If we make toString a template, we precludes it as a virtual function, and we force the object to expose its inner workings.

I think the template solution has advantages, one being the possibility for optimization. But I don't think the gains are significant enough. It's also more complex than necessary.

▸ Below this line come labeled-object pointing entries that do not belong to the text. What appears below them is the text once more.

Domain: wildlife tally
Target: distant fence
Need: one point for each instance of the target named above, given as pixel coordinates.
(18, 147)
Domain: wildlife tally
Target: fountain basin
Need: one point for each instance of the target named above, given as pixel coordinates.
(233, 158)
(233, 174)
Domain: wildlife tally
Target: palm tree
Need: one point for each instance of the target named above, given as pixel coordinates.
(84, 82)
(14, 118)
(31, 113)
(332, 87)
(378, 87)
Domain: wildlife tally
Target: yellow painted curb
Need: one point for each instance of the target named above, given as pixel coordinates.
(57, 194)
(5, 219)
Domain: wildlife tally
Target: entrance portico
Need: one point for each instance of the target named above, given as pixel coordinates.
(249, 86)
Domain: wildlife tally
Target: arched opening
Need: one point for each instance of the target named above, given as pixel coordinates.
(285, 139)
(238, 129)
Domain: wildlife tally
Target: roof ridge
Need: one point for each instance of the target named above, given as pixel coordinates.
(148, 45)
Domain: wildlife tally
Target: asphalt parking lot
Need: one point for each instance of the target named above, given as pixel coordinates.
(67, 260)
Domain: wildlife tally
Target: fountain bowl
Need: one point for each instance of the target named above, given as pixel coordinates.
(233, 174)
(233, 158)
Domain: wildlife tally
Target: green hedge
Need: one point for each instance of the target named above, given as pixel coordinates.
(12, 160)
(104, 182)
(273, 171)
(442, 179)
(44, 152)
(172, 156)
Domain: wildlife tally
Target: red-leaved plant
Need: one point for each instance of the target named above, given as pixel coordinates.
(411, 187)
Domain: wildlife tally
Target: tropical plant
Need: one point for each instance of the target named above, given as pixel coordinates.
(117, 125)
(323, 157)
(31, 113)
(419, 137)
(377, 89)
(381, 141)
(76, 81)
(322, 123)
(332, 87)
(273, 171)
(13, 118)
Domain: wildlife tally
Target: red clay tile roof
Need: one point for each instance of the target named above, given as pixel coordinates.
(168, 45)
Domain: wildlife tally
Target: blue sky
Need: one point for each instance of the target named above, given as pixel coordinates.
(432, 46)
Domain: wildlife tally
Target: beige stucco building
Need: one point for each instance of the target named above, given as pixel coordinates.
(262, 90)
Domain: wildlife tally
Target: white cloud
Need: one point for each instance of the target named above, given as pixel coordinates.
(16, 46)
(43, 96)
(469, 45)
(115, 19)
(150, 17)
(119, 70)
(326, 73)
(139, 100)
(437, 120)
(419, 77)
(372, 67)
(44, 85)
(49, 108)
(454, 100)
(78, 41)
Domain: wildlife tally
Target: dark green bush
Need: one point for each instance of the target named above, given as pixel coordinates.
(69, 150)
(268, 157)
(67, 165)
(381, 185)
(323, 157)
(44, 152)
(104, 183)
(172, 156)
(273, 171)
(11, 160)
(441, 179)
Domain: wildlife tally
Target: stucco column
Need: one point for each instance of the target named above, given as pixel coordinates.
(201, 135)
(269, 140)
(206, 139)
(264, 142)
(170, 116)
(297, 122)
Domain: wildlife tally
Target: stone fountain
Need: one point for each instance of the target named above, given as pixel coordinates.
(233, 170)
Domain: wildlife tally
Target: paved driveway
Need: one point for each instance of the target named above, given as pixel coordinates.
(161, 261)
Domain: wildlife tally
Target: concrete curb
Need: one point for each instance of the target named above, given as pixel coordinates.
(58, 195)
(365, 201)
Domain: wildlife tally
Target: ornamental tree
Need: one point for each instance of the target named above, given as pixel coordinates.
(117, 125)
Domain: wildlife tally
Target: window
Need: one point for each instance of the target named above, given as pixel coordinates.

> I understand that people like having a binary library that instantiates
> it's own functions that have a static interface and I think there's
> value to that.  But most of the value is in dynamic libraries that the
> compiler cannot optimize.  When the compiler can optimize, let it:)
>
> I updated my test code to use a templated sink, here the link:
>
> http://marler.info/dtostring.d
>
>
>     Method 1: ReturnString
>               string toString();
>     Method 2: SinkDelegate
>               void toString(void delegate(const(char)[]) sink);
>     Method 3: SinkTemplate
>               void toString(T)(T sink) if(isOutputRange!(T,const(char)[]));
>     Method 4: SinkDelegateWithStaticHelperBuffer
>               struct SinkStatic { char[64] buffer; void
> delegate(const(char)[]) sink; }
>           void toString(ref SinkStatic sink);
>     Method 5: SinkDelegateWithDynamicHelperBuffer
>               struct SinkDynamic { char[] buffer; void
> delegate(const(char)[]) sink; }
>           void toString(ref SinkDynamic sink);
>           void toString(SinkDynamic sink);
>
>
> (DMD Compiler on x86) "dmd dtostring.d"
> RuntimeString run 1 (loopcount 10000000)
>    Method 1     : 76 ms
>    Method 2     : 153 ms
>    Method 3     : 146 ms
>    Method 4     : 157 ms
>    Method 5ref  : 165 ms
>    Method 5noref: 172 ms
> StringWithPrefix run 1 (loopcount 1000000)
>    Method 1     : 149 ms
>    Method 2     : 22 ms
>    Method 3     : 21 ms
>    Method 4     : 80 ms
>    Method 5ref  : 81 ms
>    Method 5noref: 82 ms
> ArrayOfStrings run 1 (loopcount 1000000)
>    Method 1     : 1 sec
>    Method 2     : 81 ms
>    Method 3     : 77 ms
>    Method 4     : 233 ms
>    Method 5ref  : 232 ms
>    Method 5noref: 223 ms
>
>
> (DMD Compiler on x86 with Optimization) "dmd -O dtostring.d"
> RuntimeString run 1 (loopcount 10000000)
>    Method 1     : 30 ms
>    Method 2     : 65 ms
>    Method 3     : 55 ms
>    Method 4     : 68 ms
>    Method 5ref  : 68 ms
>    Method 5noref: 67 ms
> StringWithPrefix run 1 (loopcount 1000000)
>    Method 1     : 158 ms
>    Method 2     : 9 ms
>    Method 3     : 8 ms
>    Method 4     : 63 ms
>    Method 5ref  : 64 ms
>    Method 5noref: 66 ms
> ArrayOfStrings run 1 (loopcount 1000000)
>    Method 1     : 1 sec, 292 ms
>    Method 2     : 35 ms
>    Method 3     : 34 ms
>    Method 4     : 193 ms
>    Method 5ref  : 198 ms
>    Method 5noref: 200 ms
>
> The results aren't suprising.  The template out performs the delegate
> sink.  In a very big project one might try to limit the number of
> instantiations of toString by using a specific toString instance that
> accepts some type common OutputRange wrapper which would make the
> template version perform the same as the sink delegate version, but for
> projects that don't need to worry about that, you will get better
> performance from more compiler optimization.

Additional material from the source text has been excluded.